The Auto-Tuneization of T-Pain

April 19, 2009

You have to hand it to T-Pain for becoming hip-hop’s flagship auto-tune poster child. Using a studio technique that never really had an outright presence in hip-hop and R&B, he’s managed to turn one of the most intellectually noxious vocal filters in existence into a hip-hop staple in less than half a decade. But what no one has realized is that the top hat-adorned crooner, once the laughing stock of the music industry for setting back rap about 15 years, could have just become a footnote in the hip-hop history – if it weren’t for the miming effect that gave him premier ownership over the trend.

T-Pain first sunk his glittery teeth into the Billboard charts with 2005’s “I’m Sprung,” auto-tuning his way through tales of tying a leash around his junk for a chick. Since then, he’s only capitalized on those eccentricities and gotten weirder, making a natural progression from the club (“Bartender”) to fighting with a dude outside the club (“Church”) straight to the circus on his latest album Thr33 Ringz. On top of that, he’s made guest appearances on just about everyone else’s album, making him only two features away from being asked to lend his auto-tuned croon to the hook for Jesus’ resurrection single.

But a funny phenomenon has occurred since Teddy Penderaz sprung his way into the good graces of America. After selling millions (you always have to wonder who exactly those poor schmucks are that have the nerve to go to a record store and proudly slide a T-Pain album over to the cashier) and cranking out hits for Chris Brown and Lil’ Mama (that’s right, I said it, HIT), T-Pain thawed the icy hearts of all the haters. And, with the bandwagon of artists enlisting his cyborg services on their respective singles and his omnipresence on top-40 radio, auto-tune started to sound kind of nice.
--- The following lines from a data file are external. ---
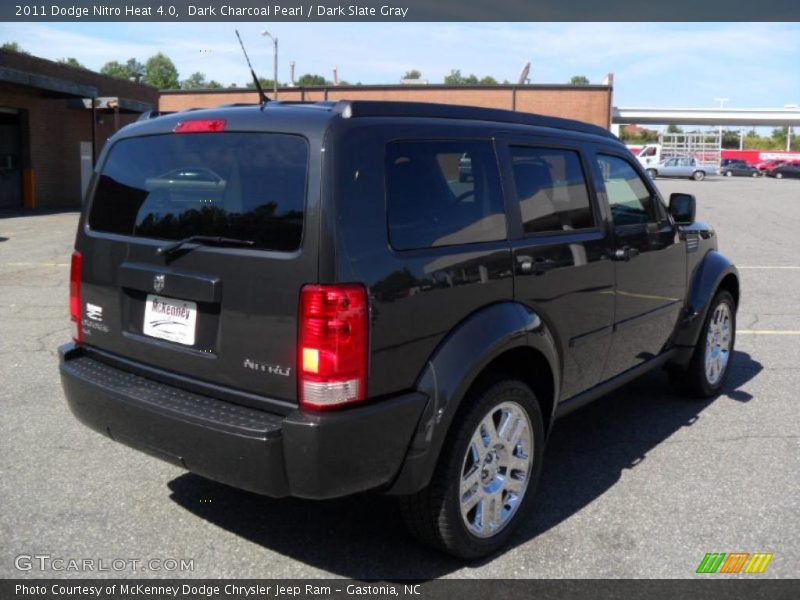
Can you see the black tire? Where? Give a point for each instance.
(692, 381)
(433, 515)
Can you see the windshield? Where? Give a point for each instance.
(238, 185)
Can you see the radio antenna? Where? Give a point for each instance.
(261, 94)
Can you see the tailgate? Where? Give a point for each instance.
(223, 313)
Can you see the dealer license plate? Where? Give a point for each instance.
(170, 319)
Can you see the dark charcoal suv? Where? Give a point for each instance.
(317, 300)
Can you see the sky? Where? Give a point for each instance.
(754, 65)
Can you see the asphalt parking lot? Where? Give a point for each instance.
(638, 484)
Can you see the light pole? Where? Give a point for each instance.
(266, 33)
(722, 102)
(789, 129)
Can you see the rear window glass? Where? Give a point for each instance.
(443, 193)
(249, 186)
(551, 190)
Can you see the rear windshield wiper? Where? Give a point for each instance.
(210, 240)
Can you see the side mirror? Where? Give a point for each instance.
(682, 207)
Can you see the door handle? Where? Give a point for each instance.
(525, 264)
(538, 265)
(624, 254)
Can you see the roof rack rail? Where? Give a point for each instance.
(377, 108)
(235, 104)
(149, 114)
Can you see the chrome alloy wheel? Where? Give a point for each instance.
(496, 469)
(718, 343)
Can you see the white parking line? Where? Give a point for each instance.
(29, 264)
(767, 332)
(771, 268)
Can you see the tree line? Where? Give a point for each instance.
(776, 140)
(160, 72)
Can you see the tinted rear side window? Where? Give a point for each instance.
(443, 193)
(241, 185)
(551, 189)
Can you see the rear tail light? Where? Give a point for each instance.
(332, 348)
(75, 296)
(200, 126)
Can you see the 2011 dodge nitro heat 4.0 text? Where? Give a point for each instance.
(316, 300)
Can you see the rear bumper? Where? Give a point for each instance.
(308, 455)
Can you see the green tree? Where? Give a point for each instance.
(579, 80)
(13, 47)
(456, 78)
(72, 62)
(312, 79)
(160, 72)
(194, 81)
(132, 69)
(135, 70)
(266, 84)
(114, 68)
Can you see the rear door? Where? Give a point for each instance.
(219, 314)
(560, 250)
(650, 263)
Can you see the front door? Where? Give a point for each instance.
(650, 265)
(560, 254)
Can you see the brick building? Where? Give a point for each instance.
(52, 118)
(590, 103)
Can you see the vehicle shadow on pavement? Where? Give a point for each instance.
(363, 537)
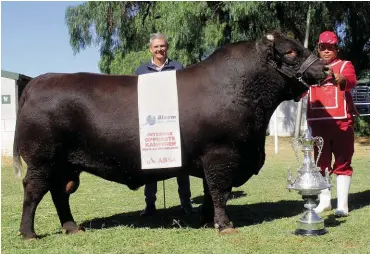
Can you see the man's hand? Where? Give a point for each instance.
(340, 80)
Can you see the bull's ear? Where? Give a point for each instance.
(266, 45)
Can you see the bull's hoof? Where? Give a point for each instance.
(27, 237)
(70, 227)
(228, 231)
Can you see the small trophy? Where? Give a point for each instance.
(309, 182)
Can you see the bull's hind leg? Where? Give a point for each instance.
(219, 165)
(35, 185)
(60, 195)
(207, 209)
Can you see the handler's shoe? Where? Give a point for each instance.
(343, 184)
(325, 201)
(149, 210)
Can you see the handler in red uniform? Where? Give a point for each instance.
(330, 111)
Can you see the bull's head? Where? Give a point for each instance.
(290, 58)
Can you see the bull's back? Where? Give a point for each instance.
(83, 117)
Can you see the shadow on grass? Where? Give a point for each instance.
(241, 215)
(233, 195)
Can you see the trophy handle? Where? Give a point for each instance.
(295, 145)
(319, 142)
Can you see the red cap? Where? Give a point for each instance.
(328, 37)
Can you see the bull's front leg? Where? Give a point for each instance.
(220, 164)
(35, 185)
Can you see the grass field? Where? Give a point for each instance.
(263, 210)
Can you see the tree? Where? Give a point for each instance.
(195, 29)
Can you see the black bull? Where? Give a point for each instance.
(69, 123)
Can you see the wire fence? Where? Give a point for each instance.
(361, 98)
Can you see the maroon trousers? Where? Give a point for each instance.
(338, 142)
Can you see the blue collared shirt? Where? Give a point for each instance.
(150, 67)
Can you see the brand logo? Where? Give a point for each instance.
(151, 120)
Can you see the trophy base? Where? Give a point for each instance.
(305, 232)
(310, 224)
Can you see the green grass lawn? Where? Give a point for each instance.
(263, 210)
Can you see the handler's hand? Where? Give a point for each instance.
(340, 80)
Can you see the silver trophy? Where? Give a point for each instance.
(309, 182)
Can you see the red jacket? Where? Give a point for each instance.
(328, 104)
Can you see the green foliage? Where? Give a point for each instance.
(362, 126)
(195, 29)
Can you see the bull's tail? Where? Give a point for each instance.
(17, 163)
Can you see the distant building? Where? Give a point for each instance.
(12, 85)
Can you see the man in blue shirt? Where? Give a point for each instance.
(160, 62)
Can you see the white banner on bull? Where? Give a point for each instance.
(160, 144)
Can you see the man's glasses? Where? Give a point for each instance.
(330, 47)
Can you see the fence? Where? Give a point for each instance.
(361, 98)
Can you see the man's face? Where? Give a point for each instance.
(328, 52)
(159, 48)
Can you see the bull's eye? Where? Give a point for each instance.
(290, 53)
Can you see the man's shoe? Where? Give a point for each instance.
(149, 210)
(187, 209)
(340, 213)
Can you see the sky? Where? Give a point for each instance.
(35, 40)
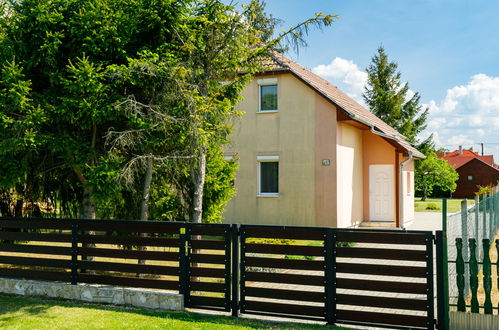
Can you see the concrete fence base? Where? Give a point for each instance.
(473, 321)
(144, 298)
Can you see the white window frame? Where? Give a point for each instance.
(263, 159)
(266, 82)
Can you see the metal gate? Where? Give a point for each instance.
(350, 276)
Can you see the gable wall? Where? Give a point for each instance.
(325, 175)
(288, 134)
(350, 187)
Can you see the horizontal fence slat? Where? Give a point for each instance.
(382, 318)
(208, 272)
(129, 268)
(209, 229)
(129, 240)
(208, 244)
(304, 233)
(36, 224)
(208, 258)
(383, 302)
(43, 262)
(35, 274)
(284, 263)
(285, 294)
(130, 227)
(302, 250)
(390, 254)
(284, 308)
(129, 254)
(11, 236)
(385, 270)
(381, 237)
(36, 249)
(207, 286)
(285, 278)
(381, 286)
(206, 301)
(128, 281)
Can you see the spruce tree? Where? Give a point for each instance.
(389, 98)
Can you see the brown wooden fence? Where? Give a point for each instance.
(284, 272)
(365, 277)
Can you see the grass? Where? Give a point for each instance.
(435, 205)
(36, 313)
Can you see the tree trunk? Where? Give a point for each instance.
(144, 208)
(198, 174)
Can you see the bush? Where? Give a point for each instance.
(432, 206)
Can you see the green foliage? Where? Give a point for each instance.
(94, 92)
(389, 98)
(435, 172)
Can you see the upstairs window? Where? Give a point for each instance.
(268, 95)
(268, 176)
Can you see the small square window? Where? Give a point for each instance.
(268, 98)
(268, 176)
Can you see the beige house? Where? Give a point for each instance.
(310, 155)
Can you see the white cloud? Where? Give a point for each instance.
(467, 115)
(347, 73)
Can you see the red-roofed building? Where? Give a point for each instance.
(474, 170)
(310, 155)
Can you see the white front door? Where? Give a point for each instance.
(381, 194)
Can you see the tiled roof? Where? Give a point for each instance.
(343, 101)
(458, 160)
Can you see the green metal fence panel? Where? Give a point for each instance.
(487, 280)
(461, 303)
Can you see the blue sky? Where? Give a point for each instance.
(448, 51)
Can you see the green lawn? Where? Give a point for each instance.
(37, 313)
(435, 205)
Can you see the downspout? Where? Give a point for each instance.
(401, 197)
(401, 181)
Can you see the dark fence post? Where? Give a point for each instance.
(74, 251)
(242, 268)
(184, 262)
(235, 270)
(228, 269)
(330, 274)
(442, 281)
(429, 282)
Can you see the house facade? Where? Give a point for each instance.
(310, 155)
(474, 170)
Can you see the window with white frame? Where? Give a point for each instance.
(268, 176)
(267, 95)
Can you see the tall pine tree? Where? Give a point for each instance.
(389, 98)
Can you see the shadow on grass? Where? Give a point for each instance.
(18, 306)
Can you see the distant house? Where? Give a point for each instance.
(310, 155)
(474, 170)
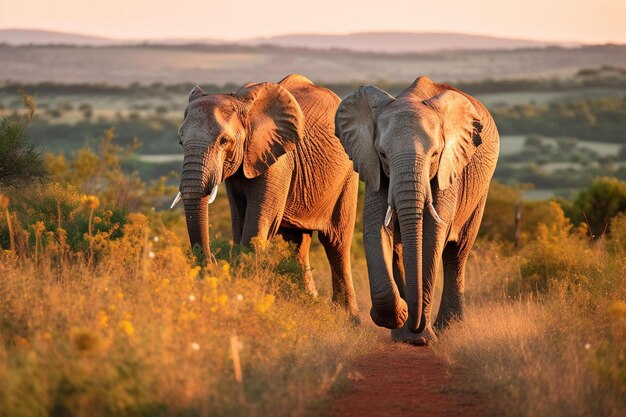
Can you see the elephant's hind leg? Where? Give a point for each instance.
(337, 239)
(302, 240)
(455, 257)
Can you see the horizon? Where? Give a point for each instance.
(311, 33)
(140, 20)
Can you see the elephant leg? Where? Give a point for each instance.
(337, 239)
(455, 257)
(398, 264)
(302, 240)
(434, 239)
(389, 309)
(266, 197)
(237, 202)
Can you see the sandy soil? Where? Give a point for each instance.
(403, 380)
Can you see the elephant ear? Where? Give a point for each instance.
(461, 129)
(275, 125)
(355, 125)
(195, 93)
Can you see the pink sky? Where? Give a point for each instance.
(566, 20)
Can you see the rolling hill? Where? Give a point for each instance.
(401, 42)
(387, 42)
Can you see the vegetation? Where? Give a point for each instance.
(104, 311)
(545, 328)
(19, 161)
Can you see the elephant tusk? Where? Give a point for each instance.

That didn’t necessarily earn him credibility. T-Pain still was viewed as the unintentional jester in hip-hop’s high court, wildly gratuitous with his abundant use of auto-tune and shamefully over-the-top with his theatricality (his spiking vocal inflections alone could make a clown smear his makeup with tears of envy). But T-Pain didn’t even need to defend his honor to bolster his reputation: the rest of hip-hop did it for him. Instead of having to justify his questionable domination of hip-pop, chart-topping staples like Lil Wayne, Kanye West and Ron Brownz (OK, he’s just an add-on to complete the journalistic rule of threes) unfurled the red carpet that led to his current hip-pop throne. Each and every use of auto-tune has only added another notch to T-Pain’s fat, jewel-encrusted belt, with an artist’s legitimacy in using the effect confirmed only in receiving Teddy P’s stamp of approval.

A few questions need to be asked. What if artists like Diddy and Kanye didn’t reappropriate this sound and use it on their singles? Would T-Pain still be as famous and well-revered as he is today? Or would he still be the laughing stock of hip-hop? Could auto-tune have even become as popular without a self-parodying buffoon like T-Pain abusing it?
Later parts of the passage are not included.